- IATA: none; ICAO: KNRQ; FAA LID: NRQ;

Summary
- Airport type: Military
- Owner: US Navy
- Location: Santa Rosa County, near Pace, Florida
- Elevation AMSL: 151 ft / 46 m
- Coordinates: 30°37′30″N 87°08′23″W﻿ / ﻿30.62500°N 87.13972°W
- Interactive map of Naval Outlying Landing Field Spencer

Runways
| Direction | Length |  | Surface |
| ft | m |
| 4L/22R | 1,801 | 549 | Asphalt |
| 4R/22L | 1,801 | 549 | Asphalt |
| 9L/27R | 1,801 | 549 | Asphalt |
| 9R/27L | 1,801 | 549 | Asphalt |
| 13L/31R | 1,801 | 549 | Asphalt |
| 13R/31L | 1,801 | 549 | Asphalt |
| 18L/36R | 1,801 | 549 | Asphalt |
| 18R/36L | 1,801 | 549 | Asphalt |

= Naval Outlying Landing Field Spencer =

Naval Outlying Landing Field Spencer is a military airport located two miles (3 km) northeast of Pace, Florida, United States, in Santa Rosa County. It is owned by the United States Navy. NOLF Spencer is one mile north of U.S. Highway 90, 3.5 mi west of the City of Milton, just over 6 mi east of the Escambia River and about 7 mi southwest of NAS Whiting Field.

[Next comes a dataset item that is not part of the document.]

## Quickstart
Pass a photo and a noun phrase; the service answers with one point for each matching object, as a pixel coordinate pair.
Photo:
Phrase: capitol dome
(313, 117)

This airfield is situated on 640 acre and has eight runways, all 1800 ft long by 200 ft wide. These runways are arranged to make two squares, one whose vertices approximately point north, south, east and west, and another which lies directly on top but is rotated 45°.

Its mission is to support helicopter operations of the Naval Air Training Command, and it remains under the control of Commander, Training Air Wing FIVE at nearby NAS Whiting Field.

Although most U.S. airports use the same three-letter location identifier for the FAA and IATA, Naval Outlying Landing Field Spencer is assigned NRQ by the FAA but has no designation from the IATA.